Não por acaso, foi na capital pernambucana que uma revolução nada silenciosa começou há mais de 15 anos, o manguebeat. Essa revolução praieira, musical, pop, rock, cinematográfica, plástica, teatral, no melhor estilo da afrociberdelia, vem se propagando ainda hoje. É o registro dessa revolução cultural que permeia as páginas do livro Eu Vi o Mundo, cujo lançamento no sudeste só ocorre em janeiro.

A obra traz o valor de imagens históricas, como a primeira formação do mundo livre s/a e o primeiro curta-metragem de Cláudio Assis. Mas também prova que, se a parabólica, escolhida como símbolo dos caranguejos espertos que nadavam com os pés fincados no manguezal mas com as cabeças antenadas no mundo, já é artigo do passado, suas ondas lançadas quando o movimento eclodiu no início dos anos 90 ainda se propagam e regem um exército de muitos novos talentos.

Por isso, o livro também traz o frescor de cenas de bastidores de filmes ainda inéditos, como Deserto Feliz, de Paulo Caldas. "É claro que é um recorte pessoal, pois contém as imagens que nós clicamos desde 1986 até hoje. É um memorial de tudo o que aconteceu nestes anos", conta o fotógrafo Fred Jordão, co-autor do livro ao lado dos também fotógrafos Gil Vicente e Roberta Guimarães, e do jornalista Xico Sá, responsável pelo texto.

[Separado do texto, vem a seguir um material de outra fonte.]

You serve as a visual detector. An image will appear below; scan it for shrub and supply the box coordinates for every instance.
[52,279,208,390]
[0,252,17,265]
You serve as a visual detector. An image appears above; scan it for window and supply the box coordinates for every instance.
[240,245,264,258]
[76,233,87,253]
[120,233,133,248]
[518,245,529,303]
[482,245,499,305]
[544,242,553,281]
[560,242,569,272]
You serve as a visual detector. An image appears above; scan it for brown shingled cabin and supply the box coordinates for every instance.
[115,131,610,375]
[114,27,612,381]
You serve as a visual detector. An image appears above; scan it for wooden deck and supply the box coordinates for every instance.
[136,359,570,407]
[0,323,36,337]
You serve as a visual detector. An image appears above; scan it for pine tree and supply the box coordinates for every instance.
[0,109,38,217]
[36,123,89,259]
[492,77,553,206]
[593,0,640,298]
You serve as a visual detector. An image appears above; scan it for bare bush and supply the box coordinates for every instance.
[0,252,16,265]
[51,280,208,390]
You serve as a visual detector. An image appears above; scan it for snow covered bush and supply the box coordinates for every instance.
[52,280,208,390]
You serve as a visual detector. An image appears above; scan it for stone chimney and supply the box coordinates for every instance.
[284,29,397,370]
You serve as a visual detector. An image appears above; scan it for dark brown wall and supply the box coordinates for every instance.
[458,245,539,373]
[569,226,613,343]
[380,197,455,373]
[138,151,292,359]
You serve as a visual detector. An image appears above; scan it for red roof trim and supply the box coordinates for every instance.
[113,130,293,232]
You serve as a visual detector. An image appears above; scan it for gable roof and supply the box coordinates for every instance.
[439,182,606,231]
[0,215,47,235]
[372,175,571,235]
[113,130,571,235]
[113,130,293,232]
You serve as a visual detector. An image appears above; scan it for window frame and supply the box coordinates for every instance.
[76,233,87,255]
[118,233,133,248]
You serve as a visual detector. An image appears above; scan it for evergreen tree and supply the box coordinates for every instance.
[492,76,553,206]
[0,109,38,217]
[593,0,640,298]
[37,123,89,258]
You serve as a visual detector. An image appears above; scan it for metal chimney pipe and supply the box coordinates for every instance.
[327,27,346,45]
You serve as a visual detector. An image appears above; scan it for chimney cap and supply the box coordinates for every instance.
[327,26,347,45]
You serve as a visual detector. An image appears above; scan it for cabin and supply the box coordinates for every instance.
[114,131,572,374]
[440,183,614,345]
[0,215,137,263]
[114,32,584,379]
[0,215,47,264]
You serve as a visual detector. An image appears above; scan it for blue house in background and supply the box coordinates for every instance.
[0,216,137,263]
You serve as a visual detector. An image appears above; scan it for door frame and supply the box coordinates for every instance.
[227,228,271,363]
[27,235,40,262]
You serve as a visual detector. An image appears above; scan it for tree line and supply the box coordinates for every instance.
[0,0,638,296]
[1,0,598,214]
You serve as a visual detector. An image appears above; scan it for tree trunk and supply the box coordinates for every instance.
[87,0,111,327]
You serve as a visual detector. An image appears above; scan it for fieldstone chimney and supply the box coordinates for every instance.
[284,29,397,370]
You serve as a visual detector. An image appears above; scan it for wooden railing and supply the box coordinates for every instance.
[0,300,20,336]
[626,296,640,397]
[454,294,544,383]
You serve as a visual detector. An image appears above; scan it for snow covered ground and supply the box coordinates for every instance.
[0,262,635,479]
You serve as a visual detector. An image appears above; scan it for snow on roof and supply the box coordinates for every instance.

De fato. Eu Vi o Mundo não se trata de uma enciclopédia. É mais um diário de bordo das viagens de uma turma que, da lama ao caos e do caos à lama, desorganizou um modelo preestabelecido de cultura pop industrial para reorganizar as próprias referências regionais e globais.

Para tentar compreender o que significou não só o manguebeat mas todo o cenário que propiciou estas mudanças, melhor recorrer a Chico Science. No documentário O Mundo É uma Cabeça, registro certeiro do manguebeat por Bidu Queiroz e Cláudio Barroso, Science afirma: "É uma história que poderia ter saído de qualquer outro lugar do mundo. Mas saiu daqui." Science ainda conclui: "Recife é um lugar como qualquer outro."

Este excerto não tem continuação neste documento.